Lewis v. ParkerAnnotate this Case
150 S.E.2d 729 (1966)
268 N.C. 436
Lottie H. LEWIS v. Bonnie L. PARKER and Carson Lee Hicks.
Supreme Court of North Carolina.
November 2, 1966.
*730 Herman L. Taylor, Greensboro, for plaintiff appellant.
Walser, Brinkley, Walser & McGirt, by Walter F. Brinkley, Lexington, for defendant appellees.
Plaintiff's first assignment of error reads: "The Trial Court committed prejudicial and reversible error by charging the jury in the manner which is the subject of plaintiff's Exceptions Nos. 1, 2, 3, 4 and 5. (R pp. 41-47)."
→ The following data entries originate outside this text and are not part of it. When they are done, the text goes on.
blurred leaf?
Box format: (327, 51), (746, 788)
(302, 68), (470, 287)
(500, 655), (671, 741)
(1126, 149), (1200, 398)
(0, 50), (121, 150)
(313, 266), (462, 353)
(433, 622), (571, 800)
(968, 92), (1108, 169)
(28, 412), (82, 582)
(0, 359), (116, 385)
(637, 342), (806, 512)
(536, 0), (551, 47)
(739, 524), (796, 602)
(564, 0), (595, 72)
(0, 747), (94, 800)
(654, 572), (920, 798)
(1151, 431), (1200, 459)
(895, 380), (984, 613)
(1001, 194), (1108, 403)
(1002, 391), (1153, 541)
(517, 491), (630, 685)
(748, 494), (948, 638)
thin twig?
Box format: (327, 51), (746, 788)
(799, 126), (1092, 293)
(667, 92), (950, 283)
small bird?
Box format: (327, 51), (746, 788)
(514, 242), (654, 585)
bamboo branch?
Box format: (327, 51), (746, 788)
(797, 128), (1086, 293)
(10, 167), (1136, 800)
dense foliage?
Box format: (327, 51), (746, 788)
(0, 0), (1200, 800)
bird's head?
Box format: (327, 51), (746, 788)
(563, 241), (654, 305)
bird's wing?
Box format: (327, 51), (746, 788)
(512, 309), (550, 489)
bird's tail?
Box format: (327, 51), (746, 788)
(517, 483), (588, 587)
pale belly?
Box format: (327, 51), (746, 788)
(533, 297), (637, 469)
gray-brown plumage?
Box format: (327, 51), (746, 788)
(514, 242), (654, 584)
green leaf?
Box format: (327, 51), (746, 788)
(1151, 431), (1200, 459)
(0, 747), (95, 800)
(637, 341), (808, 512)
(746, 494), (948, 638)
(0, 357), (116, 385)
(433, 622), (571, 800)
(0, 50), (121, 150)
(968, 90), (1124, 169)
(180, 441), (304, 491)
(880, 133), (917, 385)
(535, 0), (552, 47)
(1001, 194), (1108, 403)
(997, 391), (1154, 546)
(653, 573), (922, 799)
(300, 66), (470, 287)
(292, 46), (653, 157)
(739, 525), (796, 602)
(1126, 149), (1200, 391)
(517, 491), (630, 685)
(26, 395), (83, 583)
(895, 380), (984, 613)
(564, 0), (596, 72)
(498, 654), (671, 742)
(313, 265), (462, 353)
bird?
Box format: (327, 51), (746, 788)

Rules 19 and 21, Rules of Practice in the Supreme Court, 254 N.C. 783, 795, 803, require that asserted error must be based on an appropriate exception, and must be properly assigned. We have repeatedly said that these rules require an assignment of error to show specifically what question is intended to be presented for consideration without the necessity of going beyond the assignment of error itself. A mere reference in the assignment of error to the record page where the asserted error may be discovered is not sufficient. Samuel v. Evans, 264 N.C. 393, 141 S.E.2d 627; Darden v. Bone, 254 N.C. 599, 119 S.E.2d 634; Hunt v. Davis, 248 N.C. 69, 102 S.E.2d 405; Lowie & Co. v. Atkins, 245 N.C. 98, 95 S.E.2d 271; Steelman v. Benfield, 228 N.C. 651, 46 S.E.2d 829. The rules of practice in this Court are mandatory and will be enforced. Walter Corp. v. Gilliam, 260 N.C. 211, 132 S.E.2d 313; Balint v. Grayson, 256 N.C. 490, 124 S.E.2d 364; Pruitt v. Wood, 199 N.C. 788, 156 S.E. 126. Plaintiff's first assignment of error is ineffectual to bring up for review by this Court any part of the charge.
Plaintiff's second assignment of error is that "the Trial Court committed prejudicial and reversible error by failing to declare and explain to the jury the law in the case and its application to the facts in the case, in violation of G.S. § 1-180, which is the subject of plaintiff's Exceptions Nos. 6 and 7. (R p. 52)." This assignment of error to the charge does not point out any particular statements or omissions objected to and is ineffectual as a broadside exception. 1 Strong's N.C.Index, Appeal and Error, § 24.
"The requirements of the rules and the reasons therefor have been so often reiterated that the recurring necessity for restatement baffles our understanding." Samuel v. Evans, supra.
Plaintiff's assignment of error "to the Court's denial of her motion for a new trial, based upon errors committed by the Court during the course of the trial" is broadside and is overruled.
Plaintiff assigns as error the court's signing and entry of the judgment. This assignment of error presents for review the face of the record proper. The *731 record, in the sense here used, refers to the essential parts of the record, such as the pleadings, verdict, and judgment, and does not refer to the evidence and the charge of the court. Balint v. Grayson, supra; Lowie & Co. v. Atkins, supra; Thornton v. Brady, 100 N.C. 38, 5 S.E. 910. No error of law appears on the face of the record proper, and the verdict supports the judgment.